Progressive nerve cell death is the hallmark of Lou Gehrig’s disease. It is almost always a fatal disease and represents an ongoing loss of muscle function that eventually progresses to the muscles of the respiratory tract so that ALS patients cannot walk, use their upper extremities or the muscles that control respiration. The patient generally dies from respiratory failure or another respiratory complication. There is no known cure for Lou Gehrig’s disease and the treatments currently available can only prolong the person’s life by a few months at the most.
The recent findings from Johns Hopkins University researchers looked at the levels of ET-1, a tiny protein produced by cells of the blood vessels that causes extreme vasoconstriction, in the astrocytes of the brain. ET-1 has a binding protein called endothelin binding protein, or ET-B, both of which have been found to be elevated in ALS patients.

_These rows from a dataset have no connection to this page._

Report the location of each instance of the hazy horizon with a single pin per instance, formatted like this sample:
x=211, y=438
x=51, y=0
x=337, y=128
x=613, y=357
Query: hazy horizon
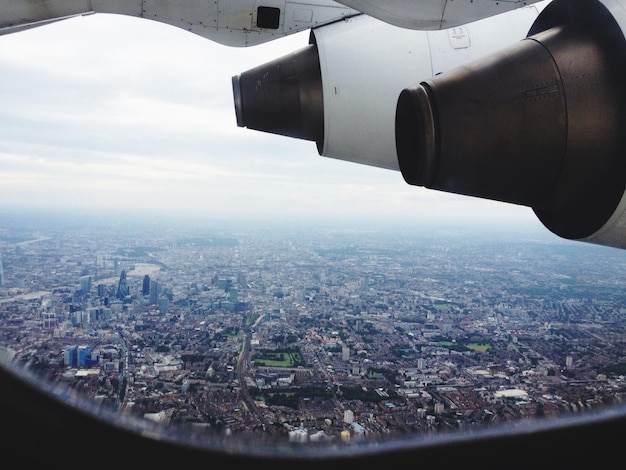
x=111, y=113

Researchers observed that ET-1 along with ET-B is active and involved in several different pathways underlying ALS. However, the exact manner in which ET-1 impacts the development of Lou Gehrig’s disease is still not understood.

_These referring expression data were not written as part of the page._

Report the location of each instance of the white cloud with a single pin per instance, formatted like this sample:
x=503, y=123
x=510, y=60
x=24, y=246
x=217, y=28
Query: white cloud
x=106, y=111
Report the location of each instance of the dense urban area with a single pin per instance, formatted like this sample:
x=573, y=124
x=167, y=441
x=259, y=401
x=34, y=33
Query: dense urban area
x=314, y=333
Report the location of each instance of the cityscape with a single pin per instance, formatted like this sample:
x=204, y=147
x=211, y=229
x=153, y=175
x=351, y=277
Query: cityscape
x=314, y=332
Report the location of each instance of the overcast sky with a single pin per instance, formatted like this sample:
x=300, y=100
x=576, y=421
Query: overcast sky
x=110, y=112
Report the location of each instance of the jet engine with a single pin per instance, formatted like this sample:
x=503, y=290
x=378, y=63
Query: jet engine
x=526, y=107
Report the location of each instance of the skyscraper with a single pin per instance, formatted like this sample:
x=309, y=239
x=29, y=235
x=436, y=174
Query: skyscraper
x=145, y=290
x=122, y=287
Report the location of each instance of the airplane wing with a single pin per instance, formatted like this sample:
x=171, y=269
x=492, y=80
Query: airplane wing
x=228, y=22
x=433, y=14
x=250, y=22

“These experiments demonstrate striking abnormalities in the central nervous system endothelin system, [suggesting that] the endothelin system may represent a largely unexplored and potentially significant target for therapeutic intervention in ALS,” the researchers stated.

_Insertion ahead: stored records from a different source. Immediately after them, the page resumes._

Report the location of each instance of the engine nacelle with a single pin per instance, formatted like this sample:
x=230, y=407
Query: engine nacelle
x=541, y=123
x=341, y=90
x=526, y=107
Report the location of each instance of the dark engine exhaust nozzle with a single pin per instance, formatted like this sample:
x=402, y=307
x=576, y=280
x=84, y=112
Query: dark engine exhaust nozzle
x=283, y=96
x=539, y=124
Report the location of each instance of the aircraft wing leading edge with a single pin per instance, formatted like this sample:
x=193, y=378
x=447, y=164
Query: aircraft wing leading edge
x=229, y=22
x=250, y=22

Other brain diseases have been successfully managed with ET-1 blockers that currently exist on the market. The researchers believe that it is possible that the same medications, or alternative therapeutics yet to be discovered, may impact Lou Gehrig’s disease treatment as well. To date, no studies have used ET-1 blockers in ALS. However, the medications do exist and the researchers believe that future research should attempt to use ET-1 blocker therapy in the treatment of ALS in order to understand if such an approach could reverse some of the nerve cell death found in these patients.